Graph neural networks (GNNs) work remarkably well in semi-supervised node regression, yet a rigorous theory explaining when and why they succeed remains lacking. To address this gap, we study an aggregate-and-readout model that encompasses several common message passing architectures: node features are first propagated over the graph then mapped to responses via a nonlinear function. For least-squares estimation over GNNs with linear graph convolutions and a deep ReLU readout, we prove a sharp non-asymptotic risk bound that separates approximation, stochastic, and optimization errors. The bound makes explicit how performance scales with the fraction of labeled nodes and graph-induced dependence. Approximation guarantees are further derived for graph-smoothing followed by smooth nonlinear readouts, yielding convergence rates that recover classical nonparametric behavior under full supervision while characterizing performance when labels are scarce. Numerical experiments validate our theory, providing a systematic framework for understanding GNN performance and limitations.

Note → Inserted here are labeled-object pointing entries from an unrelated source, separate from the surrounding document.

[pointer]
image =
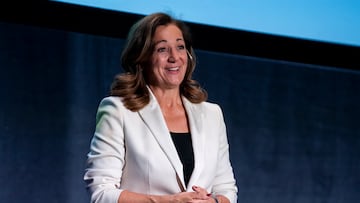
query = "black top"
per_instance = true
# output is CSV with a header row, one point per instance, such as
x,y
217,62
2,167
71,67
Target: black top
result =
x,y
184,148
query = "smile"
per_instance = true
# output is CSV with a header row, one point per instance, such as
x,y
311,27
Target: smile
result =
x,y
173,69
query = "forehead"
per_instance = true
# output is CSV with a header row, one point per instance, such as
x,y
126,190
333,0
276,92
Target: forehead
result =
x,y
167,32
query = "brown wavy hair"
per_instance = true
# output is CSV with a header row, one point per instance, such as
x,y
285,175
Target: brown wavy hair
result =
x,y
132,84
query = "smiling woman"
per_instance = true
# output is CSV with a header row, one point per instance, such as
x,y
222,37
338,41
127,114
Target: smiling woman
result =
x,y
157,138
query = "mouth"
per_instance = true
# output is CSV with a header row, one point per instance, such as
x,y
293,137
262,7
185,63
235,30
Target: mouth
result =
x,y
173,68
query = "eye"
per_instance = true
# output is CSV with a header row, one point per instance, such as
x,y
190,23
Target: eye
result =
x,y
161,50
181,47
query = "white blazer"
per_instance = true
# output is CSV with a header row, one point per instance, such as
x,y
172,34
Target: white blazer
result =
x,y
134,151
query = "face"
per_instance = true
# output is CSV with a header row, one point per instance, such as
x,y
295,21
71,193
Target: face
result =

翻译：图神经网络（GNNs）在半监督节点回归任务中表现卓越，然而关于其何时及为何能取得成功的严格理论仍显不足。为填补这一空白，我们研究了一个包含多种常见消息传递架构的聚合-读出模型：节点特征首先在图上传导，随后通过非线性函数映射为响应。针对采用线性图卷积与深度ReLU读出层的GNN的最小二乘估计，我们证明了一个精确的非渐近风险界，该界限分离了近似误差、随机误差与优化误差。该界限明确揭示了性能如何随标记节点比例及图结构诱导的依赖性而变化。进一步推导了图平滑后接平滑非线性读出层的近似保证，所得收敛率在完全监督条件下恢复了经典非参数特性，同时刻画了标签稀缺时的性能表现。数值实验验证了我们的理论，为理解GNN的性能与局限提供了系统化框架。